About The Project
The DESMEX joint project and the follow-up project DESMEX II have been funded since 2015 as part of the BMBF (now BMFTR) program r4 – Innovative Technologies for Resource Efficiency, Research on the Provision of Economically Strategic Raw Materials in the field of “Extraction of Primary Raw Materials – Development of Concepts for the Exploration of Primary Raw Materials.”
With the DESMEX-REAL joint project, a real-world laboratory for raw material exploration was established in 2021 in the former mining region of Oberharz as part of the BMBF framework program Research for Sustainable Development (FONA3). In the next stage (DESMEX-MinD, 2026-2029), exploration is to be extended to several locations in the Ore Mountains and the conductivity models obtained are to be converted into geological and deposit models.
The main objective of the DESMEX projects is to develop ground-airborne electromagnetic (EM) methods for exploring deposits at depths of up to 1 km.

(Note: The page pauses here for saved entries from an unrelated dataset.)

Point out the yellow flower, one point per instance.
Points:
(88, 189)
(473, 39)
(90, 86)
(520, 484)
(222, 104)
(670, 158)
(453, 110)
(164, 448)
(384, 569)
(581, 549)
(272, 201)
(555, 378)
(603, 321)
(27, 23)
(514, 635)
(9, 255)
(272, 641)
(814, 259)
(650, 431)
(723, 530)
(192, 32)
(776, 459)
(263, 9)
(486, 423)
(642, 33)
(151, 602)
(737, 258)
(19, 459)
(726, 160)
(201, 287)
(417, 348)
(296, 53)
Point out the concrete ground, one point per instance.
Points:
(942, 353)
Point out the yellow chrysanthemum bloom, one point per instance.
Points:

The focus in DESMEX was on implementing the semi-airborne EM method. For this purpose, high-voltage power sources are installed on the ground and the induced magnetic fields are measured during a flight. In DESMEX II, the results are to be transferred to purely passive measurements based on the AFMAG principle and to drone-based measurement systems. Demonstration measurements and the development of workflows for data analysis and inversion are essential components of DESMEX II and important steps towards the exploitation of the developed methods. Other aspects of DESMEX II include airborne mapping of gravity anomalies and the use of technical infrastructure as signal sources. The real-world laboratory tested new exploration technologies on an industry-relevant scale, taking regional geological, mining, and social conditions into account.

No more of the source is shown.